The first generation of Jeep's popular Liberty compact utility enters the last year of its production for 2007, with a complete redesign scheduled for 2008. The 2007 model retains its unmistakable styling, which is a good thing, and the model lineup has been simplified.
For 2007, two- and four-wheel drive versions of the Liberty Sport and Limited are on offer, and all styles come with a 3.7L V6 engine. The Sports have a six-speed manual transmission standard with the option to swap in a four-speed automatic for $825. The Limiteds come standard with the four-speed automatic.

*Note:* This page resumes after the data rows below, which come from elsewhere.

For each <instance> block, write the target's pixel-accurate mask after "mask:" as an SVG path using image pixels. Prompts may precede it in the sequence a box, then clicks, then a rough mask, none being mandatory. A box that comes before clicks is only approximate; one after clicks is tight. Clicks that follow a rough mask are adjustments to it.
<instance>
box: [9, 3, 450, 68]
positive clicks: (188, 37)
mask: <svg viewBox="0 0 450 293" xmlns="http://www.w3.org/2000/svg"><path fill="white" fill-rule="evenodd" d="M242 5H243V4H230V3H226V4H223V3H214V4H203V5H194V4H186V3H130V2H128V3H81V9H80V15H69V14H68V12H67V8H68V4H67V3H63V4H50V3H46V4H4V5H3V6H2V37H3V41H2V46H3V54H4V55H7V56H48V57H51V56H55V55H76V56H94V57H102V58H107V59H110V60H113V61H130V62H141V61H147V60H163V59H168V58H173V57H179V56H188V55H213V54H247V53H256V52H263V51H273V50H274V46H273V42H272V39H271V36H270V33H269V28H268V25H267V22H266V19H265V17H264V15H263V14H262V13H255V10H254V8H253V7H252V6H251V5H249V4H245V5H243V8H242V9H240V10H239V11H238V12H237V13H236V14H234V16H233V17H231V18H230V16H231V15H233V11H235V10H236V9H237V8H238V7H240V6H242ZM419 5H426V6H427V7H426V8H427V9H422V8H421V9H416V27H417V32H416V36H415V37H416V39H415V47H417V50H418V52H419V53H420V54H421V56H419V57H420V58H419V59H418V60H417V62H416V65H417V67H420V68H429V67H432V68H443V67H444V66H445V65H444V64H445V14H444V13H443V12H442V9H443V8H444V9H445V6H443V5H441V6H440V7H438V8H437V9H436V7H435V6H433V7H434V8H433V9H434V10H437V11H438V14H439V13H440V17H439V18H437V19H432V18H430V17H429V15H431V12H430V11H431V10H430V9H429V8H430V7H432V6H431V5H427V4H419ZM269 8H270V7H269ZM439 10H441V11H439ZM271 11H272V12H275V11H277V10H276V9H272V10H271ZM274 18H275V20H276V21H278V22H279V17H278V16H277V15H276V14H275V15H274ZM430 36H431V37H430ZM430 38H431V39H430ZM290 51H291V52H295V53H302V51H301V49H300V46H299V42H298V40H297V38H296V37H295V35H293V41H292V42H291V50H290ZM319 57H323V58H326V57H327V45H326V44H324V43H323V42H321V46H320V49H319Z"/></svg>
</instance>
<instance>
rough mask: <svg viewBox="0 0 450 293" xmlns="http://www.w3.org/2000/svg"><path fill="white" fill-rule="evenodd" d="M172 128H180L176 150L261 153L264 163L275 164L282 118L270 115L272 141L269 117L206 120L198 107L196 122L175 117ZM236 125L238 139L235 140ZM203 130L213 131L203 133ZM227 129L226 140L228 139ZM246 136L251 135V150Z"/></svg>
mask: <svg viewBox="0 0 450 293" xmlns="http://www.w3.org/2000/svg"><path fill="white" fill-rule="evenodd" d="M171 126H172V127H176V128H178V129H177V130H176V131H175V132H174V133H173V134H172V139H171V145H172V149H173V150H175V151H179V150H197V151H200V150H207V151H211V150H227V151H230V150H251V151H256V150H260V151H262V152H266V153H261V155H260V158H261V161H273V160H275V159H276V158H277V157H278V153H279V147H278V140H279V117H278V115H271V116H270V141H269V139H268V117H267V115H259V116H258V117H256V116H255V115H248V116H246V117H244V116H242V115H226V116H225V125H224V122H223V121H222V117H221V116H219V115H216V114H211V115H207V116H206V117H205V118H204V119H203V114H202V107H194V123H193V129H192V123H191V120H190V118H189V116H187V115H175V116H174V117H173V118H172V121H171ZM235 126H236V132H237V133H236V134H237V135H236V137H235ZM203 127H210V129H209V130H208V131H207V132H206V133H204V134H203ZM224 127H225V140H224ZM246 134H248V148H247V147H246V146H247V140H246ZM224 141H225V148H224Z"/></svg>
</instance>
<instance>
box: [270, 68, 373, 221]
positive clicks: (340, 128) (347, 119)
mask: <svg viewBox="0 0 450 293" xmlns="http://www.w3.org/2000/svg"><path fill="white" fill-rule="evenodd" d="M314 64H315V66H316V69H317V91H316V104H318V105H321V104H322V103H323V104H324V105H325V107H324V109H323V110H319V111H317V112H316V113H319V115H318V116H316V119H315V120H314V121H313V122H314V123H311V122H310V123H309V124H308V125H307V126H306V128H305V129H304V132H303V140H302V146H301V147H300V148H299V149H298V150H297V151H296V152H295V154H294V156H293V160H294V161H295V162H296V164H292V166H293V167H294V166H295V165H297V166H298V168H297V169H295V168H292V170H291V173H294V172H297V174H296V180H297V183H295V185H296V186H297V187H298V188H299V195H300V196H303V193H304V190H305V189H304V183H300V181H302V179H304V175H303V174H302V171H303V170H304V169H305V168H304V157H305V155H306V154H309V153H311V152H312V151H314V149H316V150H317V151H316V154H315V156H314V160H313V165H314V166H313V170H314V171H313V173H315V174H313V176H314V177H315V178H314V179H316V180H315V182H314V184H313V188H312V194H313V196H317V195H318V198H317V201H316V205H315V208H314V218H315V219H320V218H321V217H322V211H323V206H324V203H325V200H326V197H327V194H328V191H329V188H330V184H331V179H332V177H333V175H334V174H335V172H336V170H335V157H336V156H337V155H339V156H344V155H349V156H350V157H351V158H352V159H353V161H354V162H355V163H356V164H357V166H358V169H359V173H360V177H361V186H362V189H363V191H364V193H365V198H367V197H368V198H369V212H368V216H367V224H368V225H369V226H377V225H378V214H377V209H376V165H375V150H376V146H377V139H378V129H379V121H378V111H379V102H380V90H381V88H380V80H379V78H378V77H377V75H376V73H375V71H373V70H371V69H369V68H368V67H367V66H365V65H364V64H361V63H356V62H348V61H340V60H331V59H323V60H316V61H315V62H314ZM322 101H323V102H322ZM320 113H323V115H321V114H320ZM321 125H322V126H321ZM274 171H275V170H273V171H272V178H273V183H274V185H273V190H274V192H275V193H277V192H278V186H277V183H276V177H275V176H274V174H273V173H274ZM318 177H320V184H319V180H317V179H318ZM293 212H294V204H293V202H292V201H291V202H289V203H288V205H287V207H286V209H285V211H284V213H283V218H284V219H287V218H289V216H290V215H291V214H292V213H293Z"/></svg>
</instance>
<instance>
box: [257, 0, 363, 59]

Starting at $21,600, the Liberty Sport comes with plenty of standard equipment, including traction control, an electronic stability program, 16-inch steel wheels, anti-lock brakes, air conditioning, a CD player, power mirrors, power locks, and power windows. The Limited trim adds 17-inch aluminum wheels, a variety of exterior enhancements, and lots of popular equipment such as fog lamps, a power driver's seat, a leather-wrapped steering wheel, cruise control, a security alarm, a tire pressure monitoring system, and a year of Sirius satellite radio.

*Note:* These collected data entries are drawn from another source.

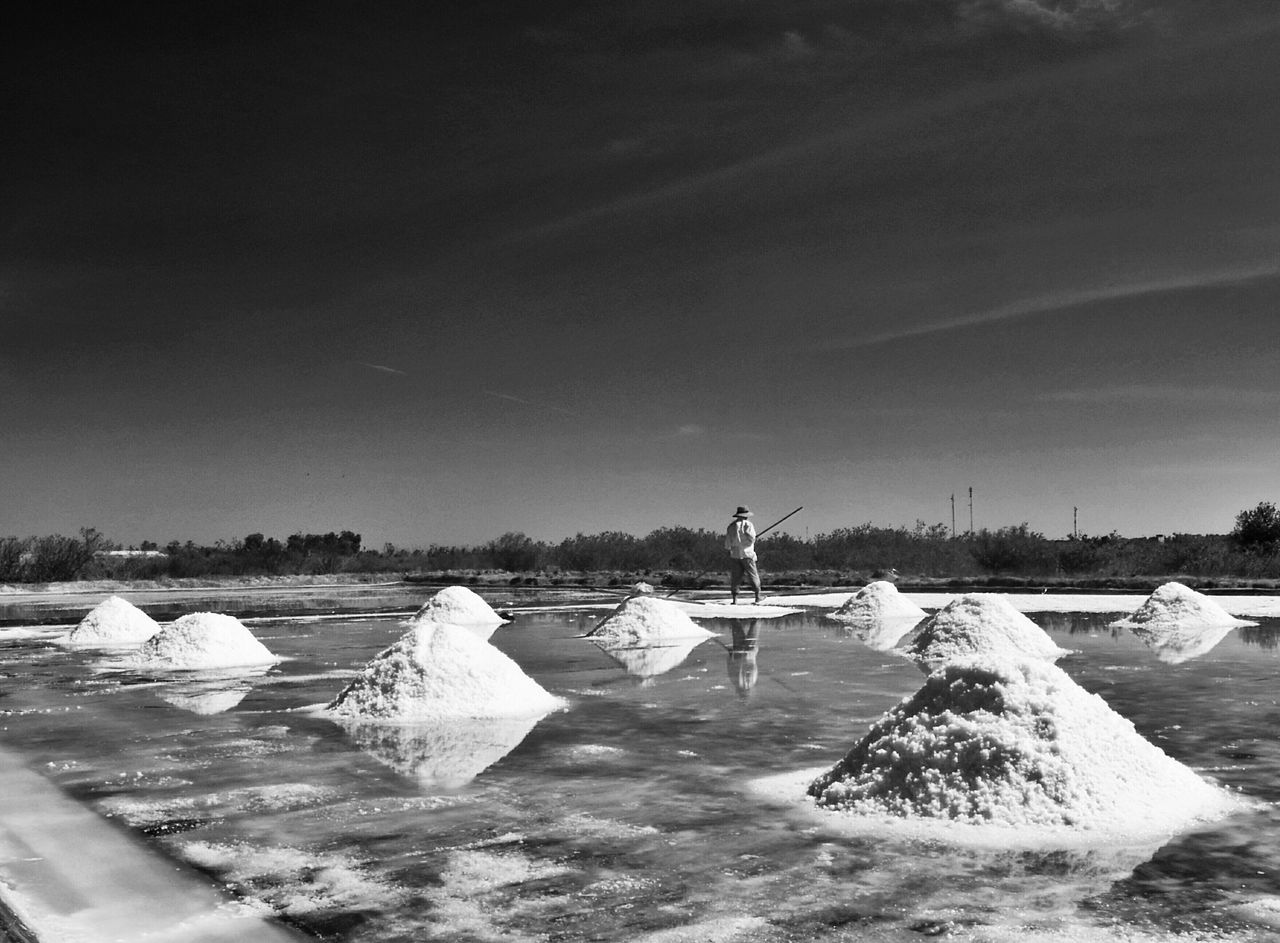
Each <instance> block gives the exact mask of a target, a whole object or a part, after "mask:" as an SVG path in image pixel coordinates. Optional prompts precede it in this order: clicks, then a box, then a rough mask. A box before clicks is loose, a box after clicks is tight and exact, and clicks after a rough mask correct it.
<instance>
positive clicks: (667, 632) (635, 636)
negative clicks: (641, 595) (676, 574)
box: [588, 596, 716, 647]
mask: <svg viewBox="0 0 1280 943" xmlns="http://www.w3.org/2000/svg"><path fill="white" fill-rule="evenodd" d="M588 635H589V636H591V637H593V638H598V640H600V641H607V642H611V644H612V645H614V646H617V647H632V646H640V645H669V644H671V642H675V641H677V640H678V641H685V640H689V638H710V637H712V636H713V635H716V633H714V632H708V631H707V630H705V628H703V627H701V626H699V624H698V623H696V622H694V621H692V619H691V618H689V615H686V614H685V612H684V610H682V609H681V608H680V606H678V605H676V604H675V603H668V601H667V600H663V599H653V598H652V596H632V598H631V599H627V600H625V601H623V603H622V605H620V606H618V608H617V609H614V610H613V612H612V613H609V614H608V615H605V617H604V618H603V619H602V621H600V622H599V623H598V624H596V626H595V628H593V630H591V631H590V632H588Z"/></svg>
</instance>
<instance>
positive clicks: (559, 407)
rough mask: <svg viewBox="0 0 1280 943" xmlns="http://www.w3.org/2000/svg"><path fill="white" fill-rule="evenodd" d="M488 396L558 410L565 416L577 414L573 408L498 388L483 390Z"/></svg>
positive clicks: (532, 405)
mask: <svg viewBox="0 0 1280 943" xmlns="http://www.w3.org/2000/svg"><path fill="white" fill-rule="evenodd" d="M481 393H484V394H485V395H486V397H493V398H494V399H504V400H507V402H508V403H520V404H521V406H527V407H530V408H532V409H549V411H550V412H558V413H562V415H564V416H577V413H576V412H573V411H572V409H564V408H562V407H559V406H552V404H550V403H538V402H535V400H532V399H525V398H522V397H513V395H512V394H509V393H499V392H498V390H481Z"/></svg>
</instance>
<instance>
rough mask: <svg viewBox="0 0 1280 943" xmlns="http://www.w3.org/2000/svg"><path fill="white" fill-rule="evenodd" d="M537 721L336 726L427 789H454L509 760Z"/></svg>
mask: <svg viewBox="0 0 1280 943" xmlns="http://www.w3.org/2000/svg"><path fill="white" fill-rule="evenodd" d="M539 720H541V717H530V718H486V719H477V718H449V719H444V720H435V722H430V723H412V724H375V723H366V722H342V724H340V725H342V727H343V728H344V729H346V731H347V733H348V734H349V736H351V738H352V740H353V741H355V742H356V745H357V746H360V749H361V750H364V751H366V752H367V754H370V755H371V756H374V759H376V760H379V761H381V763H385V764H387V765H388V766H390V768H392V769H394V770H396V772H397V773H401V774H403V775H407V777H411V778H413V779H417V782H419V783H420V784H421V786H424V787H428V788H443V789H458V788H462V787H463V786H466V784H467V783H470V782H471V781H472V779H475V778H476V777H477V775H480V774H481V773H483V772H484V770H486V769H488V768H489V766H492V765H493V764H495V763H497V761H498V760H500V759H502V757H503V756H506V755H507V754H509V752H511V751H512V750H515V749H516V747H517V746H520V743H521V741H522V740H524V738H525V737H526V736H527V734H529V732H530V731H531V729H534V727H535V725H536V724H538V722H539Z"/></svg>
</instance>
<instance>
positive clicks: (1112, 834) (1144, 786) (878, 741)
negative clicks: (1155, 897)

A Latitude Edition is a $1,835 option on the Sport trims. It adds much of the same equipment found on the Limited trim, as well as a six-disc CD changer, Infinity speakers, and Latitude badges and embroidery.

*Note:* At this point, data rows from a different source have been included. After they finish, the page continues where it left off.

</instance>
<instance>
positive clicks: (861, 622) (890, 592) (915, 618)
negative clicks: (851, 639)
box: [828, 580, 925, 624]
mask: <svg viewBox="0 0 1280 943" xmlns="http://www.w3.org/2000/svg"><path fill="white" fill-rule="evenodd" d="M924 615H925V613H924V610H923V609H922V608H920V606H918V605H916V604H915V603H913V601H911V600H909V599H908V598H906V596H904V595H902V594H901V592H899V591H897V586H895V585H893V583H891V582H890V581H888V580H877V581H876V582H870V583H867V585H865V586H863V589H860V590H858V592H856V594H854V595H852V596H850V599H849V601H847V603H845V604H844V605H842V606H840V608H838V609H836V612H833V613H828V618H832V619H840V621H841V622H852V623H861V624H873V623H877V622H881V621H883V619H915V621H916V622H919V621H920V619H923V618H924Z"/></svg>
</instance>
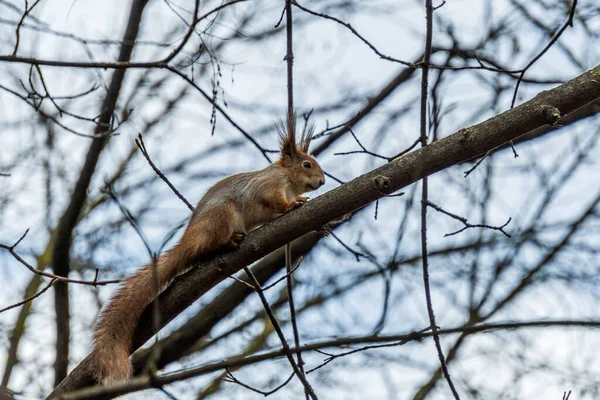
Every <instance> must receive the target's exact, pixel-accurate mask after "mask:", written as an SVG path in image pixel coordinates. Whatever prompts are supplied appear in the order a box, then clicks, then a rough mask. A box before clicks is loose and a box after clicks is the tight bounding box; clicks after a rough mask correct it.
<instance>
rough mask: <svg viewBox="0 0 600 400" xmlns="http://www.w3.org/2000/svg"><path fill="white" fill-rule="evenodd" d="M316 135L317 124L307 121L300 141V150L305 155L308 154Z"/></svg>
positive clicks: (302, 132)
mask: <svg viewBox="0 0 600 400" xmlns="http://www.w3.org/2000/svg"><path fill="white" fill-rule="evenodd" d="M314 133H315V123H314V122H309V121H306V122H305V124H304V129H303V130H302V138H301V139H300V150H301V151H302V152H304V153H308V147H309V146H310V141H311V140H312V137H313V135H314Z"/></svg>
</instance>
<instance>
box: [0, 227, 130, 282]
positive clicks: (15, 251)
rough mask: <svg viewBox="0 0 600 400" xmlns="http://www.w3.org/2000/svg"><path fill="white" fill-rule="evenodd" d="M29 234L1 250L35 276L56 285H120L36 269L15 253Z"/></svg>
mask: <svg viewBox="0 0 600 400" xmlns="http://www.w3.org/2000/svg"><path fill="white" fill-rule="evenodd" d="M28 232H29V229H27V230H26V231H25V233H24V234H23V235H22V236H21V237H20V238H19V240H17V241H16V242H15V244H13V245H11V246H9V245H6V244H3V243H0V248H1V249H6V250H8V252H9V253H10V254H11V255H12V256H13V257H14V258H15V259H16V260H17V261H18V262H20V263H21V264H23V265H24V266H25V267H26V268H27V269H28V270H30V271H31V272H33V273H34V274H37V275H41V276H45V277H46V278H50V279H52V280H54V281H55V282H54V283H56V282H68V283H78V284H81V285H91V286H103V285H110V284H112V283H119V282H120V281H119V280H111V281H98V280H97V279H94V280H93V281H85V280H80V279H69V278H65V277H64V276H60V275H54V274H51V273H49V272H44V271H40V270H38V269H36V268H34V267H33V266H32V265H31V264H29V263H28V262H27V261H25V260H24V259H23V258H22V257H21V256H19V254H17V252H16V251H15V247H16V246H17V245H18V244H19V243H21V241H22V240H23V239H24V238H25V236H26V235H27V233H28ZM96 278H97V275H96Z"/></svg>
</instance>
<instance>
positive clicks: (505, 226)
mask: <svg viewBox="0 0 600 400" xmlns="http://www.w3.org/2000/svg"><path fill="white" fill-rule="evenodd" d="M426 205H428V206H429V207H431V208H433V209H434V210H436V211H438V212H441V213H442V214H445V215H447V216H449V217H450V218H453V219H455V220H457V221H460V222H462V223H463V224H464V225H465V226H464V228H462V229H460V230H458V231H456V232H452V233H446V234H445V235H444V237H448V236H452V235H456V234H458V233H461V232H463V231H465V230H467V229H469V228H487V229H492V230H495V231H500V232H502V233H503V234H504V235H506V236H507V237H510V234H508V233H507V232H506V231H505V230H504V228H506V226H507V225H508V224H509V223H510V221H511V220H512V218H509V219H508V221H506V223H505V224H504V225H502V226H492V225H487V224H470V223H469V222H468V220H467V219H466V218H465V217H461V216H460V215H456V214H453V213H451V212H449V211H446V210H444V209H443V208H442V207H440V206H438V205H437V204H434V203H432V202H431V201H427V204H426Z"/></svg>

Skid plates, side air bags, chrome enhancements, a sunroof, and heated front seats are some of the many optional items available on the Liberty.
During our tests, we were amazed at how much more competent the Liberty was than more expensive vehicles. It didn't bottom out over any of the ruts and potholes, and its Command-Trac Part-Time 4WD system was a security blanket in bad conditions. A full-time Selec-Trac system is a $395 option.
There is much more room inside the Liberty than is apparent from the outside with plenty of legroom for both front and rear passengers. The optional leather front seats on the Limited are very comfortable. The seating position also provides a good view of the road.
The Liberty also has a surprisingly good ride, as it proved to be enjoyable for around town driving, back-road hustle, and even highway trips. The 210-horsepower 3.7L V6 makes a reasonable 235 ft-lbs of torque, which allows it to tow up to 5,000 pounds when equipped with the optional Trailer Tow Group.